The same concept should be applied to usability engineering - all of the fishing expeditions, field trials and the like should have been done well before embarking on the formal IEC 62366 test. The formal test should only be performed when the design is sufficiently stable and the designers are confident of the result. The specifications for usability should be written in a way that provides a clear pass/fail result, and most importantly the specifications should tie into the risk management file - wherever the file indicates the user is involved in managing the risk, the usability assessment forms the evidence that the risk control is effective. For example, if the risk management file says that a certain type of incorrect set up can lead to serious harm, and the risk control refers to the instructions for use (or easy assembly or labelling), these need to be validated through usability testing.

Time to relax

With this formal view of IEC 62366 in mind, designers of stable products can relax somewhat and set up usability targets focusing on risk controls with specifications that are reasonably expected to be met. If that still feels scary, chances are that the content of the risk management file is illogical - unfortunately another frequent problem is the use of instructions, warnings and cautions in the risk management file to sweep away issues that are actually dealt with in other ways in the real world. A careful review often finds that the user was never really relied on in the first place, and hence a usability assessment would be meaningless. In particular, for medium to high risk situations, there is almost always other means of controlling the risk since it is unrealistic to expect ≥99%  of users will follow instructions, and would require huge numbers of real users to validate the effectiveness. 
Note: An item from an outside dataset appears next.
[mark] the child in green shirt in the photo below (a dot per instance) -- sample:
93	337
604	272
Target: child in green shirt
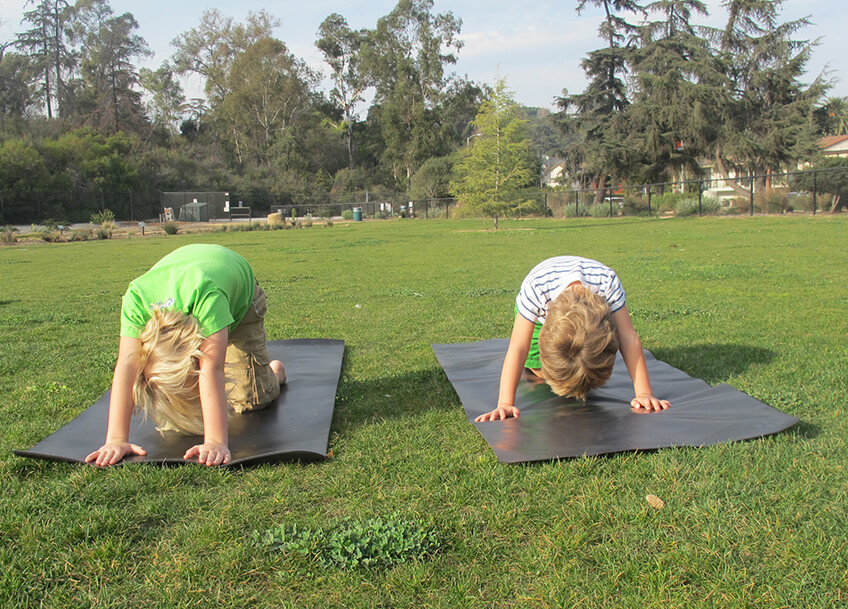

If a careful review of the risk management file still finds the user is genuinely the risk control, and the severity of harm is significant, the usability assessment needs to be done carefully with specifications and results that demonstrate the risk is acceptable. But this is expected to be the rare case. 

Legacy products

For products on the market, the approach is very similar, except in this case the objective evidence can be derived from market experience, as opposed to pre-market testing. Specifications are still necessary, reporting and the strong link to risk management remains. But the key point is that it is in principle OK to point to market experience as evidence that a user based risk control is effective.  

The final word

If any management system standard seems scary it is usually due to false assumptions about what the standard actually requires. In general, these standards are specification based (not fishing), flexible and resources can be adjusted to suit the situation. Responsible manufacturers that know their product well and are confident it is safe and effective should never fear these standards. Simply use the requirements in the standard as a checklist, and tick off each item one by one until the file is prepared. If the standard requires a record, make sure the record exists. If a requirement is subjective, document whatever the particular qualified responsible individual feels is appropriate for the situation. Avoid asking third parties for opinions, as they rarely know the product as well as you do.